# Analyzing  character usage in OCRE coin legends

This notebook analyzes the orthography of coin legends in OCRE, so that we can specify a set of accepted characters in OCRE coin legends, and reject legends that have characters outside of the specified set.  This will provide a starting point for then mapping the abbreviation-filled text of OCRE's coin legends to a parallel version with fully expanded forms (to be described in a subsequent Jupyter notebook).

Valid characters can be either alphabetic characters or punctuation characters; we will reject legends that have embedded editorial notes in English, indications of lacunae or editorial restoration, or legends with content in non-Latin alphabets.

The notebook uses version `2.0.1` of the `nomisma` library. 
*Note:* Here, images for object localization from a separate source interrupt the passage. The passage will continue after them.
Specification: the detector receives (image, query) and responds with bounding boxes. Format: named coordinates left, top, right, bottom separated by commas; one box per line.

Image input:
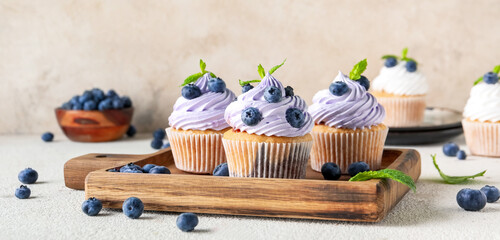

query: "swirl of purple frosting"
left=224, top=73, right=313, bottom=137
left=308, top=71, right=385, bottom=129
left=168, top=73, right=236, bottom=131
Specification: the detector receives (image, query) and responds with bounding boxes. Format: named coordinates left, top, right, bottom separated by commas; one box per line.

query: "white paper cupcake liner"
left=222, top=138, right=313, bottom=179
left=310, top=125, right=388, bottom=173
left=166, top=127, right=226, bottom=174
left=462, top=119, right=500, bottom=157
left=376, top=95, right=426, bottom=127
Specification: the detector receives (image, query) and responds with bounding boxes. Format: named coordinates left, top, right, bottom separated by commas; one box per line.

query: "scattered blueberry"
left=83, top=100, right=97, bottom=111
left=72, top=102, right=83, bottom=110
left=264, top=86, right=282, bottom=103
left=284, top=86, right=294, bottom=97
left=91, top=88, right=105, bottom=102
left=122, top=96, right=132, bottom=108
left=405, top=60, right=417, bottom=72
left=357, top=75, right=370, bottom=91
left=142, top=164, right=157, bottom=173
left=286, top=108, right=305, bottom=128
left=41, top=132, right=54, bottom=142
left=123, top=169, right=143, bottom=173
left=176, top=213, right=199, bottom=232
left=347, top=162, right=370, bottom=177
left=329, top=81, right=349, bottom=96
left=153, top=129, right=166, bottom=140
left=112, top=98, right=125, bottom=109
left=208, top=77, right=226, bottom=93
left=384, top=57, right=398, bottom=68
left=213, top=163, right=229, bottom=176
left=162, top=142, right=170, bottom=149
left=480, top=185, right=500, bottom=203
left=15, top=185, right=31, bottom=199
left=241, top=107, right=262, bottom=126
left=457, top=150, right=467, bottom=160
left=61, top=102, right=72, bottom=110
left=456, top=188, right=487, bottom=211
left=126, top=125, right=136, bottom=137
left=18, top=168, right=38, bottom=184
left=443, top=142, right=460, bottom=157
left=79, top=91, right=93, bottom=103
left=483, top=72, right=499, bottom=84
left=82, top=197, right=103, bottom=216
left=242, top=84, right=254, bottom=93
left=182, top=84, right=202, bottom=100
left=120, top=163, right=143, bottom=173
left=98, top=98, right=113, bottom=111
left=321, top=163, right=341, bottom=180
left=122, top=197, right=144, bottom=219
left=107, top=168, right=118, bottom=172
left=106, top=89, right=118, bottom=99
left=151, top=139, right=163, bottom=150
left=149, top=166, right=171, bottom=174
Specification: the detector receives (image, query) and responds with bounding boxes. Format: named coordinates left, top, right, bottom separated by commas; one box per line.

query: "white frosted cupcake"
left=463, top=66, right=500, bottom=157
left=372, top=48, right=428, bottom=127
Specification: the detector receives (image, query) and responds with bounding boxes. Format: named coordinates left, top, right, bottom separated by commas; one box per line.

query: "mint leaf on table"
left=431, top=154, right=486, bottom=184
left=349, top=59, right=368, bottom=80
left=239, top=79, right=261, bottom=86
left=258, top=64, right=266, bottom=78
left=349, top=169, right=416, bottom=192
left=269, top=59, right=287, bottom=74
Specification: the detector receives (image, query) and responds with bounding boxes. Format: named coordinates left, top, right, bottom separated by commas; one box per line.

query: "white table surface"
left=1, top=133, right=499, bottom=240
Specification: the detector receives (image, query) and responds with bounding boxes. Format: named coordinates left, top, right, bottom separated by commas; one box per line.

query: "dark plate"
left=386, top=107, right=463, bottom=145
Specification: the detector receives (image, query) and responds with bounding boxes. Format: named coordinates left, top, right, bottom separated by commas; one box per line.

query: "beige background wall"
left=1, top=0, right=500, bottom=134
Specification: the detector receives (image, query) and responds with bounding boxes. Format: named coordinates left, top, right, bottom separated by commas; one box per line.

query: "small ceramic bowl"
left=55, top=108, right=134, bottom=142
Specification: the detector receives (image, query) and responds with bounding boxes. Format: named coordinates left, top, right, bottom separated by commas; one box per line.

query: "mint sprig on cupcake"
left=474, top=65, right=500, bottom=85
left=349, top=59, right=367, bottom=80
left=381, top=48, right=418, bottom=72
left=181, top=59, right=216, bottom=87
left=239, top=59, right=287, bottom=93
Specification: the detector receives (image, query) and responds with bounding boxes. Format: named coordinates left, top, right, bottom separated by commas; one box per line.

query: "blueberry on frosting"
left=384, top=57, right=397, bottom=68
left=406, top=60, right=417, bottom=72
left=181, top=84, right=202, bottom=100
left=483, top=72, right=499, bottom=85
left=329, top=81, right=349, bottom=96
left=264, top=86, right=282, bottom=103
left=241, top=107, right=262, bottom=126
left=382, top=48, right=418, bottom=72
left=286, top=108, right=305, bottom=128
left=357, top=75, right=370, bottom=91
left=208, top=77, right=226, bottom=93
left=242, top=84, right=254, bottom=93
left=285, top=86, right=294, bottom=97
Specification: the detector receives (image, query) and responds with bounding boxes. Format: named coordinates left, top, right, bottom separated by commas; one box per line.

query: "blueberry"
left=264, top=86, right=282, bottom=103
left=82, top=197, right=103, bottom=216
left=443, top=142, right=460, bottom=157
left=122, top=197, right=144, bottom=219
left=142, top=164, right=157, bottom=173
left=79, top=91, right=93, bottom=103
left=126, top=125, right=136, bottom=137
left=106, top=89, right=118, bottom=99
left=70, top=95, right=80, bottom=105
left=153, top=128, right=166, bottom=140
left=456, top=188, right=487, bottom=211
left=41, top=132, right=54, bottom=142
left=321, top=163, right=341, bottom=180
left=162, top=142, right=170, bottom=149
left=15, top=185, right=31, bottom=199
left=357, top=75, right=370, bottom=91
left=123, top=169, right=143, bottom=173
left=120, top=163, right=143, bottom=173
left=182, top=84, right=202, bottom=100
left=151, top=139, right=163, bottom=149
left=347, top=162, right=370, bottom=177
left=286, top=108, right=306, bottom=128
left=72, top=102, right=83, bottom=110
left=329, top=82, right=349, bottom=96
left=97, top=98, right=111, bottom=111
left=405, top=60, right=417, bottom=72
left=83, top=100, right=97, bottom=111
left=242, top=84, right=254, bottom=93
left=284, top=86, right=294, bottom=97
left=122, top=96, right=133, bottom=108
left=241, top=107, right=262, bottom=126
left=480, top=185, right=500, bottom=203
left=176, top=213, right=199, bottom=232
left=107, top=168, right=118, bottom=172
left=18, top=168, right=38, bottom=184
left=91, top=88, right=105, bottom=102
left=483, top=72, right=499, bottom=84
left=384, top=57, right=398, bottom=68
left=149, top=166, right=171, bottom=174
left=112, top=98, right=124, bottom=109
left=61, top=102, right=73, bottom=110
left=213, top=163, right=229, bottom=176
left=457, top=150, right=467, bottom=160
left=208, top=77, right=226, bottom=93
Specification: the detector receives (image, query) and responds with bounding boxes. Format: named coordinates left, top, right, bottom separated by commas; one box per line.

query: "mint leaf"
left=431, top=154, right=486, bottom=184
left=239, top=79, right=261, bottom=86
left=493, top=65, right=500, bottom=74
left=349, top=59, right=368, bottom=80
left=258, top=64, right=266, bottom=78
left=349, top=169, right=416, bottom=192
left=200, top=59, right=207, bottom=73
left=474, top=76, right=483, bottom=86
left=401, top=47, right=408, bottom=60
left=269, top=59, right=287, bottom=74
left=180, top=72, right=203, bottom=86
left=382, top=55, right=398, bottom=60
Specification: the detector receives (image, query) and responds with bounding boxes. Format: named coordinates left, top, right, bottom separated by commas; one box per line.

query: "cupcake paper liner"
left=222, top=138, right=313, bottom=179
left=376, top=95, right=426, bottom=127
left=462, top=119, right=500, bottom=157
left=166, top=127, right=226, bottom=174
left=310, top=125, right=388, bottom=173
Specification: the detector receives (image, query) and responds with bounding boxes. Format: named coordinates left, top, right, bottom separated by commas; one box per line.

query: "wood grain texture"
left=78, top=148, right=420, bottom=222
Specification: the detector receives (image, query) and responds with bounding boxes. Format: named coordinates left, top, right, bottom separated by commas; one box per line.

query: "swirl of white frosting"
left=372, top=61, right=428, bottom=95
left=463, top=82, right=500, bottom=122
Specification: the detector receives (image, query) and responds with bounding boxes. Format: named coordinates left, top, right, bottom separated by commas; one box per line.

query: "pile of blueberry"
left=107, top=162, right=171, bottom=174
left=321, top=161, right=370, bottom=180
left=457, top=185, right=499, bottom=211
left=442, top=142, right=467, bottom=160
left=60, top=88, right=132, bottom=111
left=151, top=128, right=169, bottom=150
left=182, top=77, right=226, bottom=100
left=14, top=168, right=39, bottom=199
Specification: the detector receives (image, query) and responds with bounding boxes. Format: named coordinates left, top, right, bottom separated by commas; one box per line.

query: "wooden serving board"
left=64, top=148, right=420, bottom=222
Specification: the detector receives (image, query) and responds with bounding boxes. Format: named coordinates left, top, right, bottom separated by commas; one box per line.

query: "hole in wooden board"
left=95, top=155, right=108, bottom=158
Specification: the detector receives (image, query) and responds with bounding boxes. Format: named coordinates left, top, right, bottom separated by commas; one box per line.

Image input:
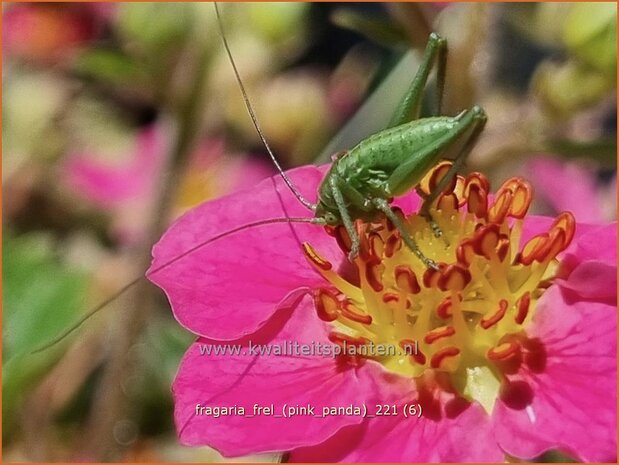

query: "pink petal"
left=291, top=389, right=502, bottom=462
left=148, top=165, right=344, bottom=340
left=493, top=285, right=617, bottom=462
left=555, top=223, right=617, bottom=303
left=173, top=296, right=377, bottom=456
left=526, top=156, right=605, bottom=223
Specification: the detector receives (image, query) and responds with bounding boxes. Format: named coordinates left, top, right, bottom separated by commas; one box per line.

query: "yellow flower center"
left=302, top=162, right=575, bottom=412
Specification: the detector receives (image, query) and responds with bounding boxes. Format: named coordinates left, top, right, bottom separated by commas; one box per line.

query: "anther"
left=487, top=341, right=521, bottom=362
left=417, top=160, right=455, bottom=197
left=517, top=233, right=551, bottom=265
left=472, top=223, right=501, bottom=259
left=314, top=289, right=340, bottom=322
left=424, top=325, right=456, bottom=344
left=430, top=347, right=461, bottom=369
left=423, top=266, right=441, bottom=288
left=429, top=161, right=457, bottom=194
left=488, top=189, right=512, bottom=224
left=382, top=292, right=411, bottom=308
left=466, top=182, right=488, bottom=218
left=341, top=301, right=373, bottom=325
left=369, top=232, right=384, bottom=258
left=437, top=192, right=459, bottom=211
left=456, top=239, right=475, bottom=267
left=399, top=340, right=426, bottom=365
left=501, top=178, right=532, bottom=218
left=303, top=242, right=333, bottom=271
left=328, top=331, right=370, bottom=348
left=551, top=212, right=576, bottom=247
left=395, top=265, right=421, bottom=294
left=464, top=172, right=490, bottom=197
left=438, top=264, right=471, bottom=292
left=365, top=260, right=384, bottom=292
left=333, top=225, right=352, bottom=254
left=515, top=292, right=530, bottom=325
left=385, top=232, right=402, bottom=258
left=480, top=299, right=509, bottom=329
left=437, top=294, right=461, bottom=319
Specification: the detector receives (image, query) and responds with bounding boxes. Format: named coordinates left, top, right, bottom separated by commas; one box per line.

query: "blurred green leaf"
left=74, top=49, right=143, bottom=85
left=331, top=9, right=407, bottom=48
left=544, top=137, right=617, bottom=166
left=317, top=50, right=420, bottom=162
left=116, top=3, right=195, bottom=50
left=248, top=3, right=310, bottom=44
left=563, top=3, right=617, bottom=76
left=2, top=232, right=88, bottom=438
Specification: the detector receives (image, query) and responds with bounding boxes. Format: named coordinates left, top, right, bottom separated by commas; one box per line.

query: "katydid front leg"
left=372, top=198, right=439, bottom=270
left=329, top=176, right=361, bottom=261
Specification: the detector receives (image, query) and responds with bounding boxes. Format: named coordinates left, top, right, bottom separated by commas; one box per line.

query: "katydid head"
left=315, top=202, right=340, bottom=226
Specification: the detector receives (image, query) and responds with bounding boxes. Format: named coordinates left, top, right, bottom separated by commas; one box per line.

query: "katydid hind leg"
left=419, top=107, right=488, bottom=239
left=388, top=32, right=448, bottom=128
left=386, top=106, right=486, bottom=197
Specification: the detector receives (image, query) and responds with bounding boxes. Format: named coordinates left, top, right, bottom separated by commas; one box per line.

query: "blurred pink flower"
left=63, top=126, right=272, bottom=244
left=147, top=164, right=616, bottom=462
left=63, top=126, right=167, bottom=209
left=526, top=155, right=616, bottom=223
left=2, top=3, right=109, bottom=65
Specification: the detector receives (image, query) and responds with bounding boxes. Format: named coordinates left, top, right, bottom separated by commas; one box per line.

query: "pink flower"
left=63, top=126, right=168, bottom=209
left=62, top=127, right=272, bottom=244
left=526, top=155, right=616, bottom=223
left=148, top=163, right=616, bottom=462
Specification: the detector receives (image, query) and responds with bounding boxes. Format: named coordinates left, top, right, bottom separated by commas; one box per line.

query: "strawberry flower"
left=148, top=163, right=616, bottom=462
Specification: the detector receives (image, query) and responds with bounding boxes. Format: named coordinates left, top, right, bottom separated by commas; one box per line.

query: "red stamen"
left=328, top=331, right=370, bottom=348
left=472, top=223, right=501, bottom=259
left=488, top=188, right=512, bottom=224
left=517, top=233, right=551, bottom=265
left=395, top=265, right=421, bottom=294
left=423, top=266, right=443, bottom=289
left=400, top=340, right=426, bottom=364
left=515, top=292, right=530, bottom=325
left=437, top=294, right=461, bottom=319
left=456, top=238, right=476, bottom=267
left=365, top=260, right=384, bottom=292
left=341, top=301, right=372, bottom=325
left=438, top=264, right=471, bottom=292
left=314, top=288, right=340, bottom=322
left=480, top=299, right=509, bottom=329
left=430, top=347, right=461, bottom=369
left=424, top=325, right=456, bottom=344
left=302, top=242, right=333, bottom=271
left=487, top=341, right=521, bottom=361
left=466, top=182, right=488, bottom=218
left=333, top=225, right=352, bottom=254
left=437, top=192, right=459, bottom=211
left=369, top=232, right=384, bottom=258
left=384, top=232, right=402, bottom=258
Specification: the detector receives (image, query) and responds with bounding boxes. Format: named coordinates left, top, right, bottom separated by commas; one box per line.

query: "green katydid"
left=32, top=5, right=487, bottom=353
left=214, top=3, right=487, bottom=269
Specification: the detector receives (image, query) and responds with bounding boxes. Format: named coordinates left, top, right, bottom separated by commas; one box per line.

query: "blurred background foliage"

## Configure Jupyter notebook

Configure the notebook's repository list, and import libraries we'll use.

In [None]:
// 1. Add maven repository where we can find our libraries
val myBT = coursierapi.MavenRepository.of("https://dl.bintray.com/neelsmith/maven")
interp.repositories() ++=   
Seq(myBT)

In [None]:
// 2. Make libraries available with `$ivy` imports:
import $ivy.`edu.holycross.shot::nomisma:2.0.1`
//import $ivy.`edu.holycross.shot::ohco2:10.16.0`
//import $ivy.`edu.holycross.shot.cite::xcite:4.1.1`
import $ivy.`edu.holycross.shot::histoutils:2.2.0`
import $ivy.`org.plotly-scala::plotly-almond:0.7.1`

In [None]:
// 3. All scala imports, and configure plotly
import edu.holycross.shot.nomisma._
import edu.holycross.shot.histoutils._

import plotly._, plotly.element._, plotly.layout._, plotly.Almond._
// Set display defaults suggested for use in Jupyter NBs:
repl.pprinter() = repl.pprinter().copy(defaultHeight = 3)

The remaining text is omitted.